Last month I had the great pleasure to speak at the 2014 ISACA Nordic Conference, where I shared my passion for security culture and how to build it.
In my view, security culture is, simply, about building and maintaining measures to help your employees feel safe and free from danger.
But let’s back up a bit to get a clearer picture. It helps to understand the origins of this culture. In this sense, culture is the collected security information in a society that is passed from one generation to the next. It can consist of norms, knowledge, tools, etc.
Naturally, this culture can be modified and transformed to suit each organization. Norms—the regulations, policies and other rules (written or not) that regulate how people in your organization function, from when and how they drink coffee to how they interact with their passwords—are malleable.

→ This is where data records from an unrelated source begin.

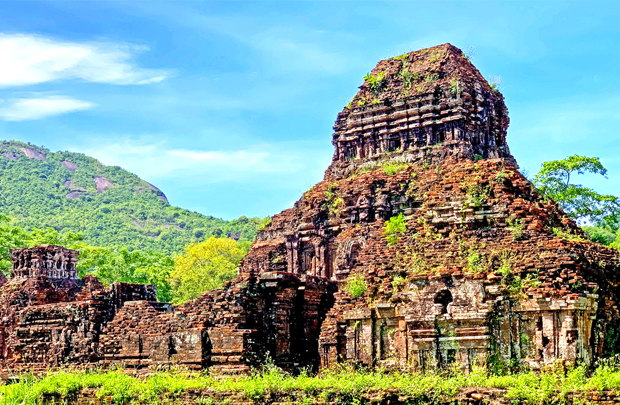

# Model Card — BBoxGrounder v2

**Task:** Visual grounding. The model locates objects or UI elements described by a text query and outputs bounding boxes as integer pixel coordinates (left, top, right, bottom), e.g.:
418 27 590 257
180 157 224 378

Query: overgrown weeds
6 365 620 405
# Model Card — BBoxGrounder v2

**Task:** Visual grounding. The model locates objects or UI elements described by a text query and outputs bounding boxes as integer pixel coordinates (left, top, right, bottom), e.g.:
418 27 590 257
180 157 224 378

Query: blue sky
0 1 620 219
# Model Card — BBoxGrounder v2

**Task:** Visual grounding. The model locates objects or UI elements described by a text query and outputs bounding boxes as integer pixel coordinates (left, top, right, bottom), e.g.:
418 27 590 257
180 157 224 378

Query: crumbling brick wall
0 44 620 372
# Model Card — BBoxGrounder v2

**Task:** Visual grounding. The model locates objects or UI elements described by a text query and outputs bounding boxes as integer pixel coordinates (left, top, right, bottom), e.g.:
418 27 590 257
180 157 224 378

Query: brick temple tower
10 245 79 280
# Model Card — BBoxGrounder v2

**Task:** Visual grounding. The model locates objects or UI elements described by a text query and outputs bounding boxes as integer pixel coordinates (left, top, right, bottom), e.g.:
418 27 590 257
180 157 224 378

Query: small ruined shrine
0 44 620 372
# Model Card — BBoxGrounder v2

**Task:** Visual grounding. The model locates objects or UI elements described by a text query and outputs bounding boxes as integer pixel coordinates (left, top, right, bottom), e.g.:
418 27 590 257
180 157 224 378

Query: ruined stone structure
0 44 620 372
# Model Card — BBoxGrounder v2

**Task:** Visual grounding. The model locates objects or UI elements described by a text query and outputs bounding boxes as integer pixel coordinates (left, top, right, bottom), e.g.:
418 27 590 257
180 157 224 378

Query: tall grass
0 367 620 405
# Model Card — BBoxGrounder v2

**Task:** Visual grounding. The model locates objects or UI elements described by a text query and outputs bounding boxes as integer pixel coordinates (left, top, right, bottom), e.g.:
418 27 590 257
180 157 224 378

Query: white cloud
0 96 95 121
72 137 316 184
0 34 166 87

They work best when they are adjusted for each enterprise and each situation.
Tools used with computers, information systems and software are most commonly considered “technology.” Much like their ancestors, such as the hammer, technology tools make it easier to reach a goal, such hammering a nail or ensuring proper security within a system.

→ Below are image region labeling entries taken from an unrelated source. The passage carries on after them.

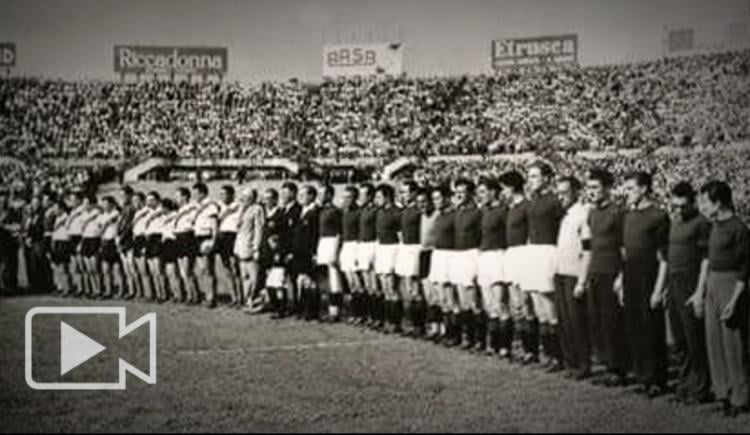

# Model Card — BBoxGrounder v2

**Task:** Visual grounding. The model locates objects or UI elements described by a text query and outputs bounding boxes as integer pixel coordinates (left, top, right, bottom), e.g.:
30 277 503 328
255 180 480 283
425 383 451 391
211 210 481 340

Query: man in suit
276 182 302 317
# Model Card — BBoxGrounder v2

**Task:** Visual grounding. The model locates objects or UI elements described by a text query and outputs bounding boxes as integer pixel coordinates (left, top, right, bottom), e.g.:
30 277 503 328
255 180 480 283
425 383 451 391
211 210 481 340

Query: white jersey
99 209 120 240
219 201 242 233
193 198 219 237
83 208 104 239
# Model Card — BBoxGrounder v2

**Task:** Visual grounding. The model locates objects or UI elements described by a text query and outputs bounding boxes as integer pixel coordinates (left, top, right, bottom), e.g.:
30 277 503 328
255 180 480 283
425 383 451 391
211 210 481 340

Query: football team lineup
0 296 748 433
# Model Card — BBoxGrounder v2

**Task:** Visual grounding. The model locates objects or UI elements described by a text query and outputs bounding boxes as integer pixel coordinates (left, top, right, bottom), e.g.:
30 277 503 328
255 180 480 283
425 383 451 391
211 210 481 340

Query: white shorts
427 249 456 284
521 245 557 293
477 249 507 287
266 267 286 288
375 243 398 274
315 236 339 266
357 242 378 272
503 245 534 288
396 245 422 277
339 240 359 272
448 249 479 286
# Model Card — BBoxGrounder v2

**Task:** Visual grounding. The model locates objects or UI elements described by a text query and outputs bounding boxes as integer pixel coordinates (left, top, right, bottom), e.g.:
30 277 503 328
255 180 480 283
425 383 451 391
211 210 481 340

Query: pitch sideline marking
177 338 394 355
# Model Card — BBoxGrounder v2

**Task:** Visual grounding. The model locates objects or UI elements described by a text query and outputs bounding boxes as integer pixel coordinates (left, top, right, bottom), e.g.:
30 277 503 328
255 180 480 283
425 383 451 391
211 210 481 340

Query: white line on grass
177 338 394 355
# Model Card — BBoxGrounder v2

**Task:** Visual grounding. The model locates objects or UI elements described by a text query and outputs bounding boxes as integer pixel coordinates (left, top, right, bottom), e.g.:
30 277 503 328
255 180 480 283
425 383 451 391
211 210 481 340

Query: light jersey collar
594 198 612 210
302 202 317 216
630 198 654 211
715 210 735 224
283 201 298 211
510 194 526 207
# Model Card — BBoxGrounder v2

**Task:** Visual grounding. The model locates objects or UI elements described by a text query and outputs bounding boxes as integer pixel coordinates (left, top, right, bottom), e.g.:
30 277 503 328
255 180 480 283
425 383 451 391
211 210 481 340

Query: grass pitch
0 296 750 432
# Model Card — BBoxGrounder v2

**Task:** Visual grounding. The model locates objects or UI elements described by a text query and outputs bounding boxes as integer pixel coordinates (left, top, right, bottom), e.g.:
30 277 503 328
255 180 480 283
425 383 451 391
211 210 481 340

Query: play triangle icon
60 322 105 375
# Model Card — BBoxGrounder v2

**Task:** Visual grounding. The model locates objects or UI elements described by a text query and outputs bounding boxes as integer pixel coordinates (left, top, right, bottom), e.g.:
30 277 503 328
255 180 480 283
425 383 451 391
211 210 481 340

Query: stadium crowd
0 42 750 416
0 50 750 159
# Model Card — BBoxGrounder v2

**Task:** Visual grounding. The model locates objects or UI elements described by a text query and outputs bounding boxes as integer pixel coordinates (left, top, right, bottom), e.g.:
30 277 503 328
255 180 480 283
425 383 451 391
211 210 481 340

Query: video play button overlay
60 321 105 375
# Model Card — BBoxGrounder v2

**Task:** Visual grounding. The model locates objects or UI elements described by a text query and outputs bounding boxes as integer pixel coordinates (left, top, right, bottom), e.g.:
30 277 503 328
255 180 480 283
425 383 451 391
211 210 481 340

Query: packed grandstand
0 46 750 221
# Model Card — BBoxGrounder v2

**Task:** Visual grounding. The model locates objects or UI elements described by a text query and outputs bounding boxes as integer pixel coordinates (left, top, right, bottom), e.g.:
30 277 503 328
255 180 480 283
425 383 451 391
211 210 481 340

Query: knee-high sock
524 319 539 355
391 300 404 328
474 313 487 349
498 319 515 351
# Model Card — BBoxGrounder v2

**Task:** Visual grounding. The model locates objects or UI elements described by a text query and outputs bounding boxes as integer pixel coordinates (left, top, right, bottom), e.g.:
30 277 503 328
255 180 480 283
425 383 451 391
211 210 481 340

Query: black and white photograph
0 0 750 433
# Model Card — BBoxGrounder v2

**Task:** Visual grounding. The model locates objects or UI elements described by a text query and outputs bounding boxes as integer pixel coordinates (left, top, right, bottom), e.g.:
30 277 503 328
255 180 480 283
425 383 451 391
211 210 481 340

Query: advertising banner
323 43 404 78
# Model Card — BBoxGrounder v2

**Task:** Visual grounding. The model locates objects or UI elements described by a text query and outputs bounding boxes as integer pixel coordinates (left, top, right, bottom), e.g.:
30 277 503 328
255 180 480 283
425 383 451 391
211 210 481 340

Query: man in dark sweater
449 179 486 349
523 161 565 371
396 180 426 336
280 182 302 315
477 178 512 354
357 183 384 327
623 172 669 397
667 182 711 404
290 186 320 320
584 169 629 386
700 181 750 417
428 186 461 346
375 184 403 333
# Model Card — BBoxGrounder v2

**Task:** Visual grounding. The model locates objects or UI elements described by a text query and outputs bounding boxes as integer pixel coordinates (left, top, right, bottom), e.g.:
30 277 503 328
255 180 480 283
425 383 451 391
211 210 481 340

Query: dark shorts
216 231 237 257
419 249 432 279
175 232 198 258
70 236 81 255
161 239 178 263
44 236 52 254
133 236 146 257
99 239 120 264
81 237 101 258
146 234 162 258
120 233 133 253
52 240 73 265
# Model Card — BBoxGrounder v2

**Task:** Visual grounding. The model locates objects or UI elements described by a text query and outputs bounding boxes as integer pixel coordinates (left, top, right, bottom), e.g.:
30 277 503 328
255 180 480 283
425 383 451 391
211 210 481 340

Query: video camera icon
25 307 156 390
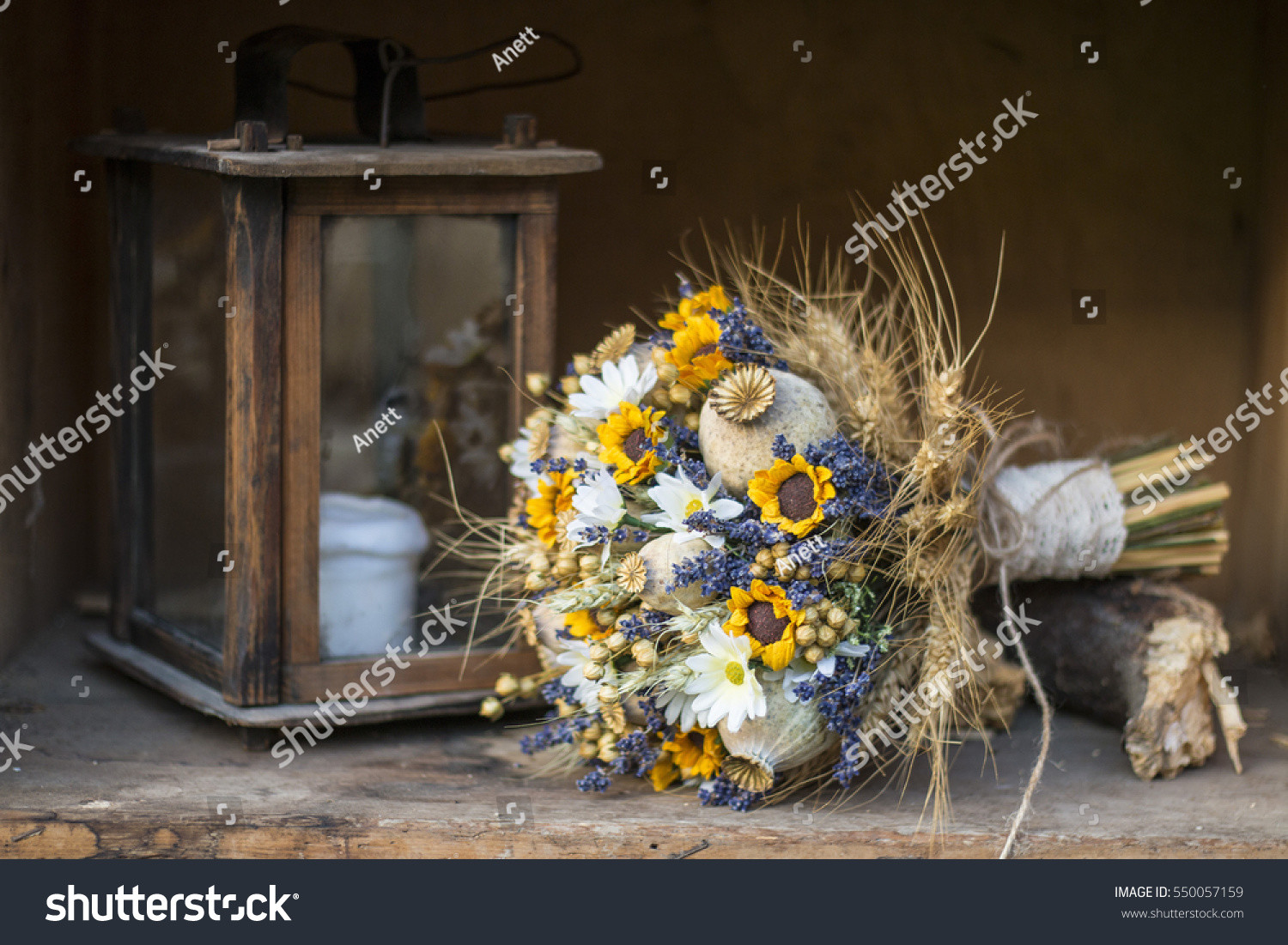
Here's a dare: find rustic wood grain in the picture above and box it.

Knowledge is the third piece of the puzzle, binding technology and norms together. Knowledge guides people in interacting with technology in the right manner. Knowledge enables people to understand why norms force them to do things according to the rules.
Culture is a critical part of society. It helps define a people. This holds true within the narrower scope of security culture. By taking what you have already—technology and norms—and adding knowledge to your organization, you are moving in the right direction. You are moving to a security culture.